In the US, the FTC should be expected to ramp up its rigorous scrutiny of AI products and businesses. The FTC has publicly stated its interest in enforcement relating to advertising claims, AI product misuse to perpetuate fraud and scams, competition concerns and copyright/IP concerns with regards to training AI models and data privacy. The FTC’s interest in investigating competition concerns has already resulted in the issuance of orders to five companies requiring them to provide information about recent investments and partnerships involving generative AI companies and cloud service providers. The agency has also announced an investigation into ‘surveillance pricing,’ the practice of categorizing individuals using their personal information to set pricing targets for goods or services using AI technology.
As many companies increasingly become AI companies, they will need to ensure that they are developing and deploying AI systems safely and effectively.
Joseph Mason, Associate
In the UK and EU, we expect ongoing focus on AI products and services, particularly those deemed to be higher risk, and companies should expect a robust approach from regulators if they suspect infringements of EU or UK GDPR. It remains to be seen how plans to reform UK data laws announced by the newly-elected UK government will impact data protection regulation as it relates to AI.
Working out how to approach AI enforcement is fast becoming a global priority, reflecting a collective commitment to harnessing the power of AI responsibly.
Rachael Annear, Partner
As we look to 2025 and beyond, companies should brace for an intensified regulatory focus on data enforcement, particularly concerning the development and deployment of AI systems. Regulators have shown a readiness to take strong actions against suspected privacy law violations, including halting the launch of AI solutions or pausing ongoing AI development.

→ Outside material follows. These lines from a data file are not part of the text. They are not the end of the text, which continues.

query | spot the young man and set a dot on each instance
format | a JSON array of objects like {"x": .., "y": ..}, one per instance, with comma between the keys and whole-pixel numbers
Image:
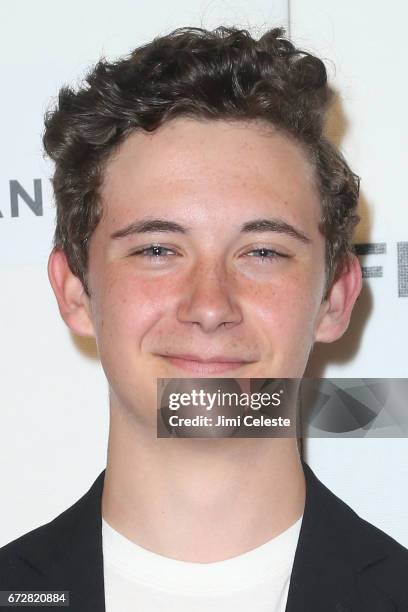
[{"x": 204, "y": 229}]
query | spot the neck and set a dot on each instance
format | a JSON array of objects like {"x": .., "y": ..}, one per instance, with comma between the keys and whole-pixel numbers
[{"x": 200, "y": 500}]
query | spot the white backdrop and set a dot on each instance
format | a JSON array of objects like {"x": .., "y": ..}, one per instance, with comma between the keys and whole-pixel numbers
[{"x": 54, "y": 406}]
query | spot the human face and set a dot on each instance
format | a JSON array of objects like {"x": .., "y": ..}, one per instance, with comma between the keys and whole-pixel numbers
[{"x": 224, "y": 271}]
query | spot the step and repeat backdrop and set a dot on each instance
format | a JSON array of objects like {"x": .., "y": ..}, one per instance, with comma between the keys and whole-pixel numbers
[{"x": 54, "y": 397}]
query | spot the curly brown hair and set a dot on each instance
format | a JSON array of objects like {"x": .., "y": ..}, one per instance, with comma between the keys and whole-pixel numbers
[{"x": 220, "y": 74}]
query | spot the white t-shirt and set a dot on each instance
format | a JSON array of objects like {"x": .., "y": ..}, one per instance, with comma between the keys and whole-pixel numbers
[{"x": 138, "y": 579}]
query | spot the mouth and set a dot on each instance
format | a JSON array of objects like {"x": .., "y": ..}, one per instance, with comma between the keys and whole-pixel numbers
[{"x": 202, "y": 367}]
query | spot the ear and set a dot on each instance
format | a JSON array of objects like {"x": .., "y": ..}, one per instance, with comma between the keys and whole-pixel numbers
[
  {"x": 335, "y": 310},
  {"x": 73, "y": 302}
]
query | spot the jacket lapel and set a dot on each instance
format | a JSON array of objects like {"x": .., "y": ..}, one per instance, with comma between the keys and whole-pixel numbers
[{"x": 334, "y": 549}]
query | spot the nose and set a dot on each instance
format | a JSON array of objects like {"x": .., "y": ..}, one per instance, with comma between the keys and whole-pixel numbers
[{"x": 209, "y": 300}]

However, these regulatory measures also serve as valuable guidance for safe and effective AI deployment. To navigate this landscape, companies should:
- Ensure they maintain comprehensive documentation, including detailed data protection impact assessments for high-risk processing.
- Stay informed about the latest guidance from DPAs, such as the UK’s ICO and the EU’s EDPB.
- Prioritize the integration of privacy protections into their AI systems from the outset of the development process.
Beyond AI, changes to the EU GDPR’s OSS mechanism are likely to facilitate more enforcement of cross-border processing within the EU. We also anticipate an uptick in global enforcement actions related to alleged breaches of privacy, cybersecurity, and consumer protection laws.